Farmers who would like to tap into the lucrative New York City wholesale market are invited to Lucky Dog Farm in Hamden on Monday, April 8 at 2pm, where farmers and agriculture advocates will be talking about creating a local food hub to get more Catskills produce to downstate markets.
Lucky Dog farmer Richard Giles has enlisted educators from the Oneonta-based Center for Agricultural Development and Entrepreneurship (CADE) to come down and fill in attendees about the processes involved in becoming market-ready for wholesale distribution.
“CADE has traditionally been more involved in Otsego County and the Southern Tier; we’re happy to be entering the Catskills domain,” said executive director Rebecca Morgan. “All we are being asked to contribute here is expertise. Richard Giles has a large refrigerated truck that he takes down to the wholesale market in NYC every week, and there is room on the truck. The idea is to fill it, get local products into a market where there is ideally a better rate of return.”
Participants will learn the ins and outs of wholesale-readiness, how to coordinate their growing and processing schedules to ensure high quality, consistency, and quantity to the buyers.
“Farmers need to analyze their capacity to scale up, look at wholesale possibilities, and do a financial analysis that is farm-specific,” said Morgan.
In rural upstate New York, a fragmented distribution system is a major barrier between small farms and the downstate markets that are hungry for their wares. Lately, policymakers and agricultural researchers have been exploring the idea of regional food hubs as a way to boost farm sales and give markets better access to small-farm produce.

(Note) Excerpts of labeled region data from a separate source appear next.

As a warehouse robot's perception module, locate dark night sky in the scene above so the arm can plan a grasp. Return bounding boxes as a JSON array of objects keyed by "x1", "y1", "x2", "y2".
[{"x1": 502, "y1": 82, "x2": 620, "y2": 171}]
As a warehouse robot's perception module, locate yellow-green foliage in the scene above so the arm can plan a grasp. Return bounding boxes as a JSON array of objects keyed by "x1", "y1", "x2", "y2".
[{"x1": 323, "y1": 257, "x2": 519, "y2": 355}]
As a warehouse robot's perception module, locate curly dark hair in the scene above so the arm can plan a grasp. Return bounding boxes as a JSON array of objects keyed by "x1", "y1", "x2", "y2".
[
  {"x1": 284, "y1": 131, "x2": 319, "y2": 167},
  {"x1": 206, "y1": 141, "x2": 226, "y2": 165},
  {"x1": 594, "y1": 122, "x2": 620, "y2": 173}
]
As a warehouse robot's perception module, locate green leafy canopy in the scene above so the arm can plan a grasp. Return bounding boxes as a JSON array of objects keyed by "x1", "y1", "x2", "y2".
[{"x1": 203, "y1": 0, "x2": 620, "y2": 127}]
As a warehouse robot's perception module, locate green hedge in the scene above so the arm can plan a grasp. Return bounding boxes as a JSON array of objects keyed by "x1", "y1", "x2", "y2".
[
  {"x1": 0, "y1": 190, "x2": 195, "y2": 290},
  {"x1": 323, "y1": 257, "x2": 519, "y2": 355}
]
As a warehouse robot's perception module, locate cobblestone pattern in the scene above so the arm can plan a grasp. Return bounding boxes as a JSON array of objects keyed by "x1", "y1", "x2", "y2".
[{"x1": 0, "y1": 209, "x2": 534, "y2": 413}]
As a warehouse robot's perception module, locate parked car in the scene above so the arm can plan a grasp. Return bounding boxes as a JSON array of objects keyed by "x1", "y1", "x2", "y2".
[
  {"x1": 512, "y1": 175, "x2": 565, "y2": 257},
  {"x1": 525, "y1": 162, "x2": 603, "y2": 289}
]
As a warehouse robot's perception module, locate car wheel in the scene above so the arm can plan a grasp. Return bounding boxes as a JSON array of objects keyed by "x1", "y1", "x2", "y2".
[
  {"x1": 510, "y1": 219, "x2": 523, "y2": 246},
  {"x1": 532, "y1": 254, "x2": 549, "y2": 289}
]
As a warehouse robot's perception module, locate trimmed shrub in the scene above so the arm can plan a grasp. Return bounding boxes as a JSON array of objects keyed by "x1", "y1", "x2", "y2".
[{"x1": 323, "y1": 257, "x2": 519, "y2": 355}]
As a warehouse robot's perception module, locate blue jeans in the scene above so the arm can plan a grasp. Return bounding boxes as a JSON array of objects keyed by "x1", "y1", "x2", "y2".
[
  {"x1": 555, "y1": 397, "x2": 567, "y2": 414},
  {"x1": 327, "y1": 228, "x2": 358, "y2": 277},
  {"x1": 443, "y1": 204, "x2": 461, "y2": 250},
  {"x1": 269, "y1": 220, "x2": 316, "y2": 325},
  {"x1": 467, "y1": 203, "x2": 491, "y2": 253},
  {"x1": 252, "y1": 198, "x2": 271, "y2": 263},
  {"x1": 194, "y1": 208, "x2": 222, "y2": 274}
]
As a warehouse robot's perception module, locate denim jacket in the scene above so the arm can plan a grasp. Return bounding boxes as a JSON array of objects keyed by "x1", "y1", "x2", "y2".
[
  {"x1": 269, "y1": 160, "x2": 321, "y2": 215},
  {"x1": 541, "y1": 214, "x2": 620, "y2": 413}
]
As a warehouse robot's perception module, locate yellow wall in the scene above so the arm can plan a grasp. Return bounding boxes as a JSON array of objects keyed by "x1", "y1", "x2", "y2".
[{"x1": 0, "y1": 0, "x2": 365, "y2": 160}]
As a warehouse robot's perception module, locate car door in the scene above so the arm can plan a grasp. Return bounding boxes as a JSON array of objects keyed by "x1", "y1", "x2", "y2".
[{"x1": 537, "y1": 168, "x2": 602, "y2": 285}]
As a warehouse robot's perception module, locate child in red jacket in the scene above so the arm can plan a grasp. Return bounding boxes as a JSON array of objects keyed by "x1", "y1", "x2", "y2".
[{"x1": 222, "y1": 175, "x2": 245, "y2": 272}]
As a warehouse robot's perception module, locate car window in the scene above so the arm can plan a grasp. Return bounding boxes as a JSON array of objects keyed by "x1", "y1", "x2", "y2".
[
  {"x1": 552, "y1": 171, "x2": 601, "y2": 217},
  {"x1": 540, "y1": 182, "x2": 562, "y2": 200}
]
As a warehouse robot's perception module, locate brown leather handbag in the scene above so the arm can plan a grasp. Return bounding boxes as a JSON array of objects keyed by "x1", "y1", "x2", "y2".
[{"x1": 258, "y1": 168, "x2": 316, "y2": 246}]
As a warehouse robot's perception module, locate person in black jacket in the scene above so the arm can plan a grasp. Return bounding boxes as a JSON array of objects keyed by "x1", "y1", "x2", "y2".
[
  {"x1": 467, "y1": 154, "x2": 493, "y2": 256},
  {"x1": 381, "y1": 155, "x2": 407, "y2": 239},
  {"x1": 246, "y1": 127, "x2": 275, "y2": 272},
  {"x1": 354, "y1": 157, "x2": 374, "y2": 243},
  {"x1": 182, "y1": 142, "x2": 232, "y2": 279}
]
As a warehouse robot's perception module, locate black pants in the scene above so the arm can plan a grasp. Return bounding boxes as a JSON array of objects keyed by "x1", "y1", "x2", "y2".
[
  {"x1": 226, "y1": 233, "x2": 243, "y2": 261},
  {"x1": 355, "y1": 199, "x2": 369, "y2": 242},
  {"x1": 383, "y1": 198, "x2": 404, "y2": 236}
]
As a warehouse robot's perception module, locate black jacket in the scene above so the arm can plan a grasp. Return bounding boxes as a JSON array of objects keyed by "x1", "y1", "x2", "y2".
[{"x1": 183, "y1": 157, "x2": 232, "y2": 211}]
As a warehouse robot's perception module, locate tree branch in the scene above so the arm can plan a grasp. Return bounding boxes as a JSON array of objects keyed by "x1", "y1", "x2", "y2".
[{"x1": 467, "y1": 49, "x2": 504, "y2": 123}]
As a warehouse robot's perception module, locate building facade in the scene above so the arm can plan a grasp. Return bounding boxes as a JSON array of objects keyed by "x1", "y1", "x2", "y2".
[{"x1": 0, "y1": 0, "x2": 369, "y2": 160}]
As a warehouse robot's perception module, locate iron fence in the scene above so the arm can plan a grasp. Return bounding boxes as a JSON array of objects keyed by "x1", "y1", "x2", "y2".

The hub concept recently received a major boost from the state. In February, Gov. Andrew Cuomo's office announced $3.6 million in funding to the creation of four regional food hubs; the nearest, in Kingston, will be developed through existing organizations Farm-to-Table Co-Packers and Hudson Valley Harvest.
But the geography and economy of rural Delaware County call for a different approach.
“Cuomo put money into existing large-scale operations,” Morgan said. “This is much more from the bottom up, which is what is needed to grow a food hub in a region this spread out. This is not about tons of grants and loans. The cooler space in the Lucky Dog barn is being increased. Richard will look to fill the truck he has, and bring another truck as needed -- not build an infrastructure and then try to fill it.”
Some sources estimate the demand of the metro area for local food to be near the billion-dollar mark.
“I’m not sure where that exact estimate came from,” said Morgan, “but conservatively, the demand is up there in the hundreds of millions. We have it, they want it. Let’s do this.”